The mission of the National Association for the Advancement of Colored People (NAACP) is to ensure the political, educational, social, and economic equality of rights of all persons and to eliminate race-based discrimination.
The following statement of objectives is found on the first page of the NAACP Constitution – the principal objectives of the Association shall be:
- To ensure the political, educational, social, and economic equality of all citizens
- To achieve equality of rights and eliminate race prejudice among the citizens of the United States
- To remove all barriers of racial discrimination through democratic processes
- To seek enactment and enforcement of federal, state, and local laws securing civil rights
- To inform the public of the adverse effects of racial discrimination and to seek its elimination
- To educate persons as to their constitutional rights and to take all lawful action to secure the exercise thereof, and to take any other lawful action in furtherance of these objectives, consistent with the NAACP’s Articles of Incorporation and this Constitution.

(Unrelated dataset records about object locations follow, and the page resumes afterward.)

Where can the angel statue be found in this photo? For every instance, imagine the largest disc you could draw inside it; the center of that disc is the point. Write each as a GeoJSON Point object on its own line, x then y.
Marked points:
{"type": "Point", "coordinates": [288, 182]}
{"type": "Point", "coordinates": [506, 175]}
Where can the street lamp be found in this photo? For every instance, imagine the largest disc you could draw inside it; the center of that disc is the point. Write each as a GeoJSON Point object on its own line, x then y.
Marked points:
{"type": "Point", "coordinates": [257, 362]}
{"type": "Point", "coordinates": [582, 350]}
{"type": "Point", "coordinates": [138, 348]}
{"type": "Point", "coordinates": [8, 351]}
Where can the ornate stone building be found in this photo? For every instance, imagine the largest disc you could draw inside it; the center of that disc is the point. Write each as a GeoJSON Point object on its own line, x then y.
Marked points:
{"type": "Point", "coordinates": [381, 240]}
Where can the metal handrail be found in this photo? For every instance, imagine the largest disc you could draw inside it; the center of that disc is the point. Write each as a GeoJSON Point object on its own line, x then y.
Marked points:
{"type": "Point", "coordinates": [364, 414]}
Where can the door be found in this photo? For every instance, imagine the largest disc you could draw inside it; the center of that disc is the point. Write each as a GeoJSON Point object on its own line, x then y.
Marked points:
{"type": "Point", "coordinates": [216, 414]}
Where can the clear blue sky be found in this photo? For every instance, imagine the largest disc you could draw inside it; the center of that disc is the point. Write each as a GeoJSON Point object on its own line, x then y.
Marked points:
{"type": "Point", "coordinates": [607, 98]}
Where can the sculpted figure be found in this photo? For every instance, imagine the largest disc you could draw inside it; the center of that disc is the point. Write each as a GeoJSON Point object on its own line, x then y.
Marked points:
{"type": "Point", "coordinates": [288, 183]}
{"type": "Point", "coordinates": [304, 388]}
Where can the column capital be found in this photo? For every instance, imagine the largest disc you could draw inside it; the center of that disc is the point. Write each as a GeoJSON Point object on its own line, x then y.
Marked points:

The Brooklyn Branch of the NAACP was chartered in 1922. It was a year of turmoil and pervasive lynching of African-American men. The first meeting of the Branch, held at the Brooklyn Academy of Music in December 1920, was an anti-lynching meeting. Attending that meeting was Congressman Leonidas C. Dyer of Missouri, who introduced the Anti-Lynching Bill in Congress. Also present was Senator Joseph Frank of Maryland, an unwavering anti-lynching campaigner.
Over the years, the Brooklyn Branch has gained a reputation as one of the largest, most effective and influential branches of the NAACP. At its peak, the branch had a membership of some 10,000.
Since its reorganization in June 2005, the Brooklyn Branch has emerged with a young and committed leadership determined to build on the branch’s rich legacy of activism and defending the social, economic, political and legal rights of people of color.